A problem with TBMs is it can be difficult/costly to secure the tunnel sufficiently against water ingress. If you mess up that one the cost of your tunnel can easily double or more.

Here in Norway we recently built a railway tunnel with TBMs (Blixtunnelen) and it's having problems with water ingress. A fairly mild problem relative to how bad these can get, but it's enough that the tunnel constantly has to be closed for repairs to the railway infrastructure due to water drips.

1 comments

There are many options with different compromises. Cut and Cover comes in many different versions (some of them you build the cover first and then dig under that). However I'm going to double down and suggest that despite the disadvantages everyone else has raised the overall much lower cost of cut and cover, combined with the advantages of a shallower tunnel, makes it the right answer for a lot more situations. Most people claiming to need something else for some local feature are wrong - they can work around that other objection and be better off. Note that I'm not saying the objection is invalid, just that it should be worked around.
Are you a tunneling engineer?

That over 90% of projects are using TBMs strongly suggests they're usually the better option.
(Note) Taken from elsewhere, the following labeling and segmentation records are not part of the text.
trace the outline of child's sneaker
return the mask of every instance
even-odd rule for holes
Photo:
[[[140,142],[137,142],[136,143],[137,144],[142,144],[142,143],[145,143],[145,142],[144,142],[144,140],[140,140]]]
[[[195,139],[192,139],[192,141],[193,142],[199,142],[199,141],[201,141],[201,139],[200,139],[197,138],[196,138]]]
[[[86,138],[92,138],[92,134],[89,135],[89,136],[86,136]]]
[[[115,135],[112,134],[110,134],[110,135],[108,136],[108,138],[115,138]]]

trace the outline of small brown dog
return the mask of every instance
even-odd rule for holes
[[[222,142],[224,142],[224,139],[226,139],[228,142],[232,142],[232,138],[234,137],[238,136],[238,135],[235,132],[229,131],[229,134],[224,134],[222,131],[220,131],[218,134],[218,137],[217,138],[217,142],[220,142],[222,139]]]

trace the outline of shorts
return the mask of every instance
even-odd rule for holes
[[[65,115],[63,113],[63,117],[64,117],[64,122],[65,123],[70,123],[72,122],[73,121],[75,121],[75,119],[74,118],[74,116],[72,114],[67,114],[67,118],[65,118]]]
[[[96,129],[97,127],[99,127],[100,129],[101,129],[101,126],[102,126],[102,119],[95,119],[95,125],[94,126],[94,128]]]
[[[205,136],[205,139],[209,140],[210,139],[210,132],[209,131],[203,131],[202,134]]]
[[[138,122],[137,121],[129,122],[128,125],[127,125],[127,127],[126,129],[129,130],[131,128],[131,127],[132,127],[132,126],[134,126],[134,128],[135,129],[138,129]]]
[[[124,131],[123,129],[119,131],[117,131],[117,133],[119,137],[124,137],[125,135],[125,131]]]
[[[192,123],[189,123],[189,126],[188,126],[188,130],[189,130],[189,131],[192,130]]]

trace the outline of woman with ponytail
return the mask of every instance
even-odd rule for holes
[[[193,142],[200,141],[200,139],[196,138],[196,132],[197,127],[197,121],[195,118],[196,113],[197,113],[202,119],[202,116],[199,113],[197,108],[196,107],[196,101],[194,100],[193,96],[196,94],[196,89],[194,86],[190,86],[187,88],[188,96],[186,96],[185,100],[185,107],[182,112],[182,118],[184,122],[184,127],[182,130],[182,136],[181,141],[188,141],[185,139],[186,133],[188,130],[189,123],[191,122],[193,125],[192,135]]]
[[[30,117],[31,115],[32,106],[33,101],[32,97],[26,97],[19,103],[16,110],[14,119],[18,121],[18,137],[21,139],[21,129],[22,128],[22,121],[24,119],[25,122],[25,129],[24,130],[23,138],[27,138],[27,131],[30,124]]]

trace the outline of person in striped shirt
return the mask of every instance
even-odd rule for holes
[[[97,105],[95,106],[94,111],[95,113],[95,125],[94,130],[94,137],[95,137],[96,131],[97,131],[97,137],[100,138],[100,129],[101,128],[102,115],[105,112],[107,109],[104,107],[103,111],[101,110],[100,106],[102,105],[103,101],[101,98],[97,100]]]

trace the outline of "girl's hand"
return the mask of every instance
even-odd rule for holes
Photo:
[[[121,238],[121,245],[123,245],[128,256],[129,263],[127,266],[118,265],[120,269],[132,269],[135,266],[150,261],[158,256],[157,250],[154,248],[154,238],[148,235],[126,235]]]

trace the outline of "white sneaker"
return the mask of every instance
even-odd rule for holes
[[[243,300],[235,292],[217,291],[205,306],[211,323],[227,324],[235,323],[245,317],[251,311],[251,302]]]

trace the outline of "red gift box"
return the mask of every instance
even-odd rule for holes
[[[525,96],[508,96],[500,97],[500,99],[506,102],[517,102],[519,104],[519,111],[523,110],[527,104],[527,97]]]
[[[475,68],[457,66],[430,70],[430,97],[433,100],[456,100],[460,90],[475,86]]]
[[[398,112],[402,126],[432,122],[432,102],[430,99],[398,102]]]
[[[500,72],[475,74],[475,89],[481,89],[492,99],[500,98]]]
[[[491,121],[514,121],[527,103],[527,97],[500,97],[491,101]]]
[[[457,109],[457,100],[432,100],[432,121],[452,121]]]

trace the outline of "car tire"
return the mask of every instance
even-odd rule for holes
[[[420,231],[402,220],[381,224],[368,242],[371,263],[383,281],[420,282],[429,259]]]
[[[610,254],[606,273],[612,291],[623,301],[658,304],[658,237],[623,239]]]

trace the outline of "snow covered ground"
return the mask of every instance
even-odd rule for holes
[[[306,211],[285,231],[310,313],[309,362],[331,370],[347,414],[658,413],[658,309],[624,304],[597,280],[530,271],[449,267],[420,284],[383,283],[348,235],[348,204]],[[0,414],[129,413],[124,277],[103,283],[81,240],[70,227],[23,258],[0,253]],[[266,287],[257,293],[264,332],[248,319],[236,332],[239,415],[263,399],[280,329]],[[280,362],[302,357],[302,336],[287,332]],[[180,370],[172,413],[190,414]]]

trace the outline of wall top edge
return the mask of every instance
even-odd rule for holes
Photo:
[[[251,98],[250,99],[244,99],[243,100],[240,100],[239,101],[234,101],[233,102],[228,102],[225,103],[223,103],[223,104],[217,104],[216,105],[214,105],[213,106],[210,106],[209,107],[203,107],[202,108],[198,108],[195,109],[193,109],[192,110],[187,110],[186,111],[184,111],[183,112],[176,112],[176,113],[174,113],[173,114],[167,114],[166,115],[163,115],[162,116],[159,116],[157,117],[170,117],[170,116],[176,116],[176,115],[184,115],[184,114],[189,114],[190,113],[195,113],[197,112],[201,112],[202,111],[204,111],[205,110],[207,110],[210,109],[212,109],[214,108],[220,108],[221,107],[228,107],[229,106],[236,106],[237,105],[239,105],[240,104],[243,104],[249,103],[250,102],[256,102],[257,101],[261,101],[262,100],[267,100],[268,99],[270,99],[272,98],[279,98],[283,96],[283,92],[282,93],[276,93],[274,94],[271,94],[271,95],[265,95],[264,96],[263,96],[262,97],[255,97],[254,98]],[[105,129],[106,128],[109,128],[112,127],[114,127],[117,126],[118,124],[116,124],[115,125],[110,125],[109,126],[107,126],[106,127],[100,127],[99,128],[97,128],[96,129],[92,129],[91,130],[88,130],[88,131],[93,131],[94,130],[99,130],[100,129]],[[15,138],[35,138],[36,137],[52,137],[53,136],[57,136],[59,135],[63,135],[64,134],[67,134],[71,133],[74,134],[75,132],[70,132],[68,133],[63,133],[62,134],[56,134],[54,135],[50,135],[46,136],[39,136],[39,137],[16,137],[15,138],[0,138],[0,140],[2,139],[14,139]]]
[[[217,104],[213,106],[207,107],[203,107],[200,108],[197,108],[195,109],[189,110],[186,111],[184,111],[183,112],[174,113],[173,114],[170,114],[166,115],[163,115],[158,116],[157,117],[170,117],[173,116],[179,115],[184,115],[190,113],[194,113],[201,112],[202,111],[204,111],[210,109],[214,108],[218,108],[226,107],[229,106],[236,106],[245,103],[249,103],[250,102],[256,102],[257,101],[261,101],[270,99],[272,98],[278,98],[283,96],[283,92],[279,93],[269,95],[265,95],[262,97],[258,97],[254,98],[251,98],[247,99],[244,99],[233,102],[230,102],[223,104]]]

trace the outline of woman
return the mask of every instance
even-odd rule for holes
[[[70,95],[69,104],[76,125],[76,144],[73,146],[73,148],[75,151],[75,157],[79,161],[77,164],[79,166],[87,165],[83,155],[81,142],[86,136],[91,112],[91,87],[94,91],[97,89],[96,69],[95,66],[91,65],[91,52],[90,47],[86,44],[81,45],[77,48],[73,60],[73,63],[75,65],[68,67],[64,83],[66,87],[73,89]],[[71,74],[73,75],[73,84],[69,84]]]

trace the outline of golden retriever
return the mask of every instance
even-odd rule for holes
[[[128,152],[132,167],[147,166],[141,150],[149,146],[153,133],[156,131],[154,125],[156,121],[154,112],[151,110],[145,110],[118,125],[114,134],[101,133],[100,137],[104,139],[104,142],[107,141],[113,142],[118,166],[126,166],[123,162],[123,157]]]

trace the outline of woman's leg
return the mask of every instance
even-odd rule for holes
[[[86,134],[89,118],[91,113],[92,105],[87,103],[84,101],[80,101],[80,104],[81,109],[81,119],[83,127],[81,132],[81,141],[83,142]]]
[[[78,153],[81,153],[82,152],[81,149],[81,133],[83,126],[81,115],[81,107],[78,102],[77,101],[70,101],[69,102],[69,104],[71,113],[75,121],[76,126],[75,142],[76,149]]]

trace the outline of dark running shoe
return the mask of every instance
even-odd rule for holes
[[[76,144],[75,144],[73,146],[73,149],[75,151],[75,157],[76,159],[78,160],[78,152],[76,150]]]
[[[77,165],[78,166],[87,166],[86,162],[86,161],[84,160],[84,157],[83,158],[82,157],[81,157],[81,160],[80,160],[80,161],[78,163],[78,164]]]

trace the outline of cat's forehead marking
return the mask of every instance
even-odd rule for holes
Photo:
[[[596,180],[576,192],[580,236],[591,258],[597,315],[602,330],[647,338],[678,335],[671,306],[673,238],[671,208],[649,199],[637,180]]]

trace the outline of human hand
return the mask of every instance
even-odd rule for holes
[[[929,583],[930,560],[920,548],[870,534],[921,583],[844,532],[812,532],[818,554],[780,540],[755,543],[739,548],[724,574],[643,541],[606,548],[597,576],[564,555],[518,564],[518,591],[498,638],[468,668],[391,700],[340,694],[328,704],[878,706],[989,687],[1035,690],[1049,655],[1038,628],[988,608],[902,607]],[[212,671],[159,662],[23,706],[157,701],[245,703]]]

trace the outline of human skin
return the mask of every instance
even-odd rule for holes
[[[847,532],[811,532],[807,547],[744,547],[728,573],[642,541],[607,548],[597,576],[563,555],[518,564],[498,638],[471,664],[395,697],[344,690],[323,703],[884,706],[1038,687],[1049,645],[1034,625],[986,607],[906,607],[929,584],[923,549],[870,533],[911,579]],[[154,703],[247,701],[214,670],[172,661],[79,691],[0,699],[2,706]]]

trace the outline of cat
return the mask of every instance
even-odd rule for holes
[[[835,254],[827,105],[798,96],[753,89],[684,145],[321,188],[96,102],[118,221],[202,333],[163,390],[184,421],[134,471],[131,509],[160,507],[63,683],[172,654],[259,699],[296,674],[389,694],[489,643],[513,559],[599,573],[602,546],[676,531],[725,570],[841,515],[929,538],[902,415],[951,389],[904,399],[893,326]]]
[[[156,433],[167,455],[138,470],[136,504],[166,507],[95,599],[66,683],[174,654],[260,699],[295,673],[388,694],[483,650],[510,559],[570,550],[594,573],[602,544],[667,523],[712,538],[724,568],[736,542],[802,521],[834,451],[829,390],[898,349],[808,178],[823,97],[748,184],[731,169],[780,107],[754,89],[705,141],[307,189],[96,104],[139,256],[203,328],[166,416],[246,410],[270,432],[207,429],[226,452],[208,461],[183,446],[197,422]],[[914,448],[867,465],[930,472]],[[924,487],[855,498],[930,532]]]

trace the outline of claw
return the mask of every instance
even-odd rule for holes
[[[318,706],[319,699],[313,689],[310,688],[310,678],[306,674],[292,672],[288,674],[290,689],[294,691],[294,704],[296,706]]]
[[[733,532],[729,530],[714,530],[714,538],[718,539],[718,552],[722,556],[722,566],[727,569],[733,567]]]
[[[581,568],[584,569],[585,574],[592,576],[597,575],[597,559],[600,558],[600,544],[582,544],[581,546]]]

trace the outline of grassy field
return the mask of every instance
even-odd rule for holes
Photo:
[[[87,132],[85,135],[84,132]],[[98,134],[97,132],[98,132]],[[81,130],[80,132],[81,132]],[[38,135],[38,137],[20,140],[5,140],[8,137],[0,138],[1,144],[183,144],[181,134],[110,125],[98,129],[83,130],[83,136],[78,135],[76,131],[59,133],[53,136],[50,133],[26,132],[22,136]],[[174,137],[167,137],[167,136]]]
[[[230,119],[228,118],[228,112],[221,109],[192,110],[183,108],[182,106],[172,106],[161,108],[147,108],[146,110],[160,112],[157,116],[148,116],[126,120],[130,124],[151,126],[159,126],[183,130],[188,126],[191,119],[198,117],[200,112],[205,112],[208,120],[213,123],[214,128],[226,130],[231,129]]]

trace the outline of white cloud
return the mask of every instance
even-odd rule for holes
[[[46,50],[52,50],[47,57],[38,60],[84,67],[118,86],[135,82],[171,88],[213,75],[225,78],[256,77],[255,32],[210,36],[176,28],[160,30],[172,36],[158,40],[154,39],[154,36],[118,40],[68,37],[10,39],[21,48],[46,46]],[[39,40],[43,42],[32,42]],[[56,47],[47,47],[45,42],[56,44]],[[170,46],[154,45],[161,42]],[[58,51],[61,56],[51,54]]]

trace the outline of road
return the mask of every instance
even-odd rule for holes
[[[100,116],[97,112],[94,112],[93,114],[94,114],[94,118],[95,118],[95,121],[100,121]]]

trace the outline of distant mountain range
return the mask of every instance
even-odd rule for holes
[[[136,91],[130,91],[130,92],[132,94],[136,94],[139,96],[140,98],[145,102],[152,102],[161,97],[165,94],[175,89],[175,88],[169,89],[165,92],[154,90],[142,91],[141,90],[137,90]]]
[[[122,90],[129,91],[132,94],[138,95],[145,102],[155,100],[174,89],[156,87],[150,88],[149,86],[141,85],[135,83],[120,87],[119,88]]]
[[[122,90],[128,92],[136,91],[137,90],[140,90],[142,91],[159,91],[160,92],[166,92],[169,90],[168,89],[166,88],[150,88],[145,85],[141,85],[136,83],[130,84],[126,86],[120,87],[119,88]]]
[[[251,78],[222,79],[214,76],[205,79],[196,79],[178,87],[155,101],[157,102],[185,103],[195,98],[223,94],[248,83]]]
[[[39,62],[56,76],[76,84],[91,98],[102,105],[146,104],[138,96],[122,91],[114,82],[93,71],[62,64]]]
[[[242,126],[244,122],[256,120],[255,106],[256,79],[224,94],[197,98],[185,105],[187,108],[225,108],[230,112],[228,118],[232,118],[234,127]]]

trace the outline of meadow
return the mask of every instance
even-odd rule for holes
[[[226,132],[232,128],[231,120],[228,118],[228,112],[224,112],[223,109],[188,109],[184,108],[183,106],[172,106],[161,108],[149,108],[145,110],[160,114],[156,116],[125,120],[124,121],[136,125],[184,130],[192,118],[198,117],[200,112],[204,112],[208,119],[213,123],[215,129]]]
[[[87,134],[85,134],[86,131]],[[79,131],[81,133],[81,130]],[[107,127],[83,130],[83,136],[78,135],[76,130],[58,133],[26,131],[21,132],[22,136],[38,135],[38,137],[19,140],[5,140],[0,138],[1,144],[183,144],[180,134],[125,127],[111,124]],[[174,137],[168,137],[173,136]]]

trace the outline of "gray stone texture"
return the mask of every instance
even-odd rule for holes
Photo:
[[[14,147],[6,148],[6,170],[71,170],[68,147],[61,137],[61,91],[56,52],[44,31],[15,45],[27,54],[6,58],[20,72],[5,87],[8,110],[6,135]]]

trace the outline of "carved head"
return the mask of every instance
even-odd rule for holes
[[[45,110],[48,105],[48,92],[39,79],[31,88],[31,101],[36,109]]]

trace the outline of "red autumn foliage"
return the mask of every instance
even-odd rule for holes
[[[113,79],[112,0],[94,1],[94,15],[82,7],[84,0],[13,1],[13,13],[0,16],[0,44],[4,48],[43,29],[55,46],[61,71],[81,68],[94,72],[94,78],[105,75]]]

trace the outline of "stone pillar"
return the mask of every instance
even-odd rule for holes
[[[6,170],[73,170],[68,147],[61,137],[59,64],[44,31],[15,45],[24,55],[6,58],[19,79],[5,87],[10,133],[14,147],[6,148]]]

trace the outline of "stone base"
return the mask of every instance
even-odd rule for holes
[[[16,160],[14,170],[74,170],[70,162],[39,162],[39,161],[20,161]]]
They are the political option. They disrupt the surface the least and so there are less political objections even though they cost more around the world.

Tunneling engineers do what the customer says. They will tell you what the options are and what they cost then let the customer choose the evpensive option if they want. Their job isn't to choose between options it is to eliminate the impossible (unsafe) ones and let the customer choose the pros andecons of the rest.